If you copy or publish a work which is protected by someone else's copyright without permission and there is no fair dealing or other defence you can invoke, you will be liable for primary infringement. Both copying and publishing are rights which are restricted to the copyright owner (section 17 and 18* respectively). So issuing copies to the public, ie publishing, would be primary infringement even if the infringing work had been made by a third party as in the collage example.

Secondary infringement is there for those who only deal in infringing goods (eg books or DVDs) but weren't involved in the copying or publishing aspect, so for instance an importer, bookseller, library, website like eBay or a person who used go round pubs trying to sell fake DVDs of Hollywood movies. This is where UK law is slightly at odds with EU law, because the latter doesn't recognise the concept of secondary infringement per se. As you will be aware, the InfoSoc Directive (2001/29) refers to three distinct rights: the Reproduction Right (ie copying), the Right of Communication to the public which includes the making available right, and thirdly the Distribution Right. This last right largely encompasses what UK law calls secondary infringement dealing (section 23**). EU law doesn't specifically address any of the other species of secondary infringement (for instance importing infringing goods or owning etc the means for making infringing goods). Therefore if your hypothetical compilation became the subject of a legal complaint, the complainant's legal advisor would probably argue that because EU law has primacy, the court should treat all the alleged infringing acts (copying, publishing, marketing etc) as primary infringement leaving the defence team an uphill battle to argue that some acts were secondary in nature. This would normally be the case where several defendants were involved, with some of them only involved in the dealing aspect. The obvious benefit of getting the court to accept an argument in favour of secondary infringement is that it is not a strict liability issue as there is a defence of not knowing that the work was an infringing copy.

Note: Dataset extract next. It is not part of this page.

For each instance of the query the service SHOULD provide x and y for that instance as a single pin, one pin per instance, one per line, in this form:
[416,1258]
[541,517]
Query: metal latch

So moving on to your point about the person who made the collages. While they did this for their own private study purposes (or possibly educational purposes (see section 32), and the distribution was restricted to family members then section 29*** fair dealing would probably apply (technically speaking it would only apply if the collage maker had provided a credit to the original authors). However, as you point out the fair dealing exception would no longer apply once the collage was made available (by whatever means) to the 'public'. If the person who made the collage was not responsible and did not authorise this making available process, then I don't think they would be liable for infringement. However the author of compilation would be liable for primary infringement (ie publishing) and since this is a matter of strict liability, it is irrelevant whether this second person (the publisher) knew that the collage was an infringing work or not.

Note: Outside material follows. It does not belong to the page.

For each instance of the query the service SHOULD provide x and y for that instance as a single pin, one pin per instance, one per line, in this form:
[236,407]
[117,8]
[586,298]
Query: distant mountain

I hope this clarifies the issues a little.

Afternote
. As you are at law school, go to the library and take a look at chapter 15 of Laddie, Prescott and Vitoria The Modern Law of Copyright and Designs for a much deeper explanation of how Distribution Right and section 18 relate to each other and to secondary infringement.


* Note that section 18 has recently been amended by The Copyright and Related Rights (Marrakesh Treaty etc.)(Amendment) Regulations 2018 (SI 2018/995), and this is not yet reflected in the main text on the Legislation website. The amendment inserts a new subsection (2) as follows “(2) References in this Part to the issue to the public of copies of a work are to the act of putting into circulation in the United Kingdom copies not previously put into circulation in the EEA by or with the consent of the copyright owner.”

** The secondary infringement provisions formed part of the original Copyright Designs and Patents Act when it came into force. Since then this part of Chapter II has remained relatively unchanged despite the growing body of EU law which has had to be incorporated elsewhere in the Act

*** Again, technically speaking, section 29 does not comply with EU law, as such use should be accompanied by fair compensation to the rights holder. (see Article 5(2)(b) of the InfoSoc Directive).